Dans les campagnes de fouilles de 1994 et de 1995, 80 restes humains ont été découverts, dans le niveau "TD6", qui appartiennent au moins à six individus différents, en plus de presque deux cent pièces d’industrie lithique.
L’ancienneté est importante, non pas que l’on ait battu un record, mais parce que l’idée que l’on avait de l’âge du premier peuplement en Europe se trouve modifiée substantiellement : de nombreux auteurs soutenaient que les premiers humains étaient arrivés sur notre continent il n’y a guère plus qu’un demi-million d’années.
Depuis 2003, on a découvert de nouvelles et importantes trouvailles en "TD6", qui ont porté jusqu’à 11 le nombre minimum d’individus représentés dans la collection de fossiles d’hominidés de ce niveau du gisement de Gran Dolina.
À la Sima de los Huesos, plus de 3 000 fossiles humains appartenant à un minimum de 32 individus constituent la collection la plus importante et la plus complète jamais rencontrée dans le monde au Pléistocène moyen (entre 500 000 et 200 000 ans).
Ils sont associés à des vestiges de la vie quotidienne et à un biface
de couleur rose, sans retouches d’utilisation, une offrande probable !
Une nouvelle espèce découverte : Homo antecessor, probablement cannibale
On sait peu de choses sur ces premiers hommes, mais suffisamment pour établir des comparaisons avec d’autres fossiles humains. La conclusion est que ces fossiles de Gran Dolina ne trouvent leur place parmi aucune des espèces fossiles connues. Une nouvelle espèce a donc été créée, sous le nom de Homo antecessor, proche de l’ancêtre commun des néandertaliens (Homo neanderthalensis) et de notre propre espèce (Homo sapiens).
Une autre question est de savoir ce que font les restes d’au moins onze individus à cet endroit, aussi bien des enfants que des adolescents et de très jeunes adultes. La réponse se trouve dans les propres ossements humains, qui montrent des marques de décharnement produites avec l’arête des outils en pierre taillée. Les ossements des herbivores du gisement présentent le même type de traces, et cela pour une même raison : les uns et les autres furent mangés par des êtres humains. Il s’agirait du premier témoignage de cannibalisme de l’histoire.

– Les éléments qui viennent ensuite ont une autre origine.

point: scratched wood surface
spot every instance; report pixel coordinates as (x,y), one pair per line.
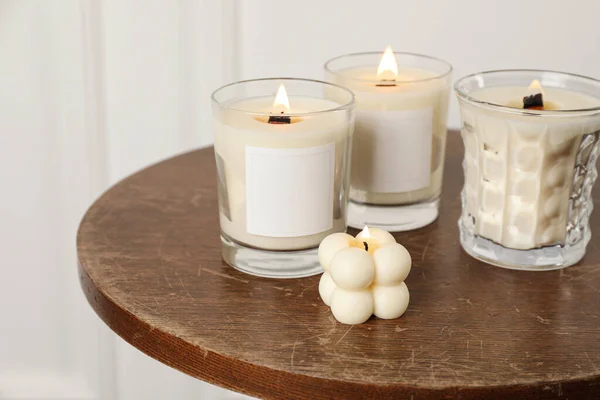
(150,266)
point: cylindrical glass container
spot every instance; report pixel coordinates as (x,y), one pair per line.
(399,139)
(529,172)
(283,171)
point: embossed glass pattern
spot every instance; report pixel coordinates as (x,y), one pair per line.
(527,200)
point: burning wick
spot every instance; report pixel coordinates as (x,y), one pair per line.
(534,101)
(280,119)
(388,68)
(281,101)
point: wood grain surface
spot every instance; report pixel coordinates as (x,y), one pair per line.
(150,266)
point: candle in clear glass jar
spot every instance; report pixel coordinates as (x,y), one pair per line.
(283,167)
(400,136)
(528,171)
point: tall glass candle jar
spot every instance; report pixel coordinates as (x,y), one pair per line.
(529,172)
(400,136)
(282,148)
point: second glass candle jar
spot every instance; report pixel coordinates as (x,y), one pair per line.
(399,139)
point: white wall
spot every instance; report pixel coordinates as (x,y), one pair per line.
(281,38)
(92,90)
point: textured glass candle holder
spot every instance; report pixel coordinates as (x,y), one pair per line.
(399,140)
(283,172)
(526,201)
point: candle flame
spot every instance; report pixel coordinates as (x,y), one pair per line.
(365,233)
(388,66)
(281,99)
(535,87)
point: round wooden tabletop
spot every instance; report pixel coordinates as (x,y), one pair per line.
(150,266)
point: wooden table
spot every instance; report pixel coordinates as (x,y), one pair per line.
(150,266)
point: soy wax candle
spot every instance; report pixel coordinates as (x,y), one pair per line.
(282,149)
(531,143)
(400,136)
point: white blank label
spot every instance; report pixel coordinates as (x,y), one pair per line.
(393,150)
(289,192)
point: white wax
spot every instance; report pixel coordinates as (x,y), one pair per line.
(373,103)
(519,169)
(235,130)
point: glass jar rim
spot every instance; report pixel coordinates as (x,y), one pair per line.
(341,107)
(464,95)
(444,74)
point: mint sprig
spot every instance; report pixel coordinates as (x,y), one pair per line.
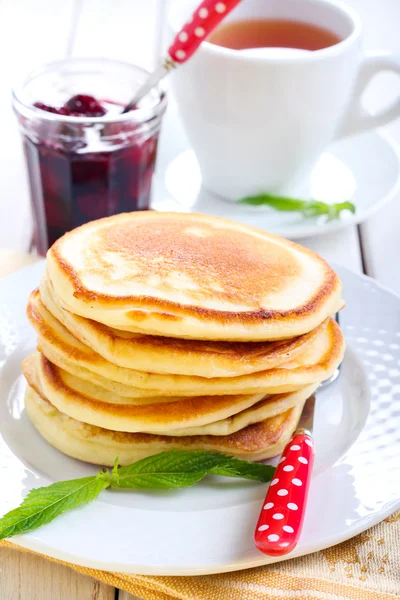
(308,208)
(173,469)
(42,505)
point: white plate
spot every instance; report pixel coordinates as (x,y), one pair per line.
(364,169)
(209,528)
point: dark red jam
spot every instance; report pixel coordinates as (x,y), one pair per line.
(79,171)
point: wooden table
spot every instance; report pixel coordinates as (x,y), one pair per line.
(32,33)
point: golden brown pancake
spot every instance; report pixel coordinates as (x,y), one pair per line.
(101,446)
(317,362)
(170,355)
(105,409)
(191,276)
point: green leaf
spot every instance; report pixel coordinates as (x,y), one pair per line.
(246,470)
(176,469)
(309,208)
(166,470)
(44,504)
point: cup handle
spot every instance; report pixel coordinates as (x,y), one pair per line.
(358,119)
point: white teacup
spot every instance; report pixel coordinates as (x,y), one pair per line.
(259,123)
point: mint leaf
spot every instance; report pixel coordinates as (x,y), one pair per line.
(44,504)
(173,469)
(246,470)
(308,208)
(176,469)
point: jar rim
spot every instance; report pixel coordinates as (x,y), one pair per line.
(138,115)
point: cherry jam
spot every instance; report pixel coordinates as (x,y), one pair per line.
(81,170)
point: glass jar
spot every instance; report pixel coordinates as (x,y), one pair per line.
(82,168)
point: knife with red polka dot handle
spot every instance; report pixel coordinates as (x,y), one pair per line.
(203,21)
(281,518)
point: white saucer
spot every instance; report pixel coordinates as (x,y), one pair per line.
(209,528)
(364,169)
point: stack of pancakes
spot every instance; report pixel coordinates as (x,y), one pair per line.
(161,331)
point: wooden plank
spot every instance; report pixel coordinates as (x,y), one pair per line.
(24,576)
(31,33)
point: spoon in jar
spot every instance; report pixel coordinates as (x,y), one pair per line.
(203,21)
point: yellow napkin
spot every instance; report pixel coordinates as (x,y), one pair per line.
(366,567)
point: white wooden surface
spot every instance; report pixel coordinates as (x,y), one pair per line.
(35,32)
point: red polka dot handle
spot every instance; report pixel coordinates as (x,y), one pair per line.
(204,19)
(281,518)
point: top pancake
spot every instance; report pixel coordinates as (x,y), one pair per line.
(191,276)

A la Sima de los Huesos, une trentaine d’hominidés ont été rassemblés il y a 400 000 ans ; ainsi s’est formé le plus grand gisement de fossiles humains jamais découvert. Le gisement se trouve au pied d’un puits de treize mètres de profondeur et à un demi kilomètre de l’entrée de la Cueva Mayor. Dans ce cas précis, le rassemblement de fossiles humains n’a pas été dû à un épisode de cannibalisme, mais au fait que d’autres humains ont déposé dans le gisement les corps de leurs morts. Il s’agit peut être de la preuve la plus ancienne d’une pratique funéraire.
La Sima de los Huesos, la Cueva Zarpazos, le niveau TD-6 de la Gran Dolina et le niveau TE-9 de la Sima del Elefante sont des gisements qui se caractérisent par leur contenu en restes fossiles humains correspondant à deux des lignées qui ont peuplé l’Europe pendant le dernier million et demi d’années, Homo heidelbergensis et Homo antecessor. Christophe Falguères revient en détail sur les caractéritisques Homo heidelbergensis, homme mesurant 1,85 mètres pour 100 kg de muscles !
Christophe Falguères évoque en fin d'émission l'ouverture prochaine en 2010 du Musée de l’Évolution Humaine (MEH) de la ville de Burgos. Il a comme but essentiel de diffuser et de promouvoir les découvertes d’Atapuerca en particulier, et de l’évolution humaine en général, dans ses aspects écologiques, biologiques et culturels. L’originalité du projet et le fait qu’il n’existe pas un musée équivalent dans aucun autre pays, en feront une référence mondiale.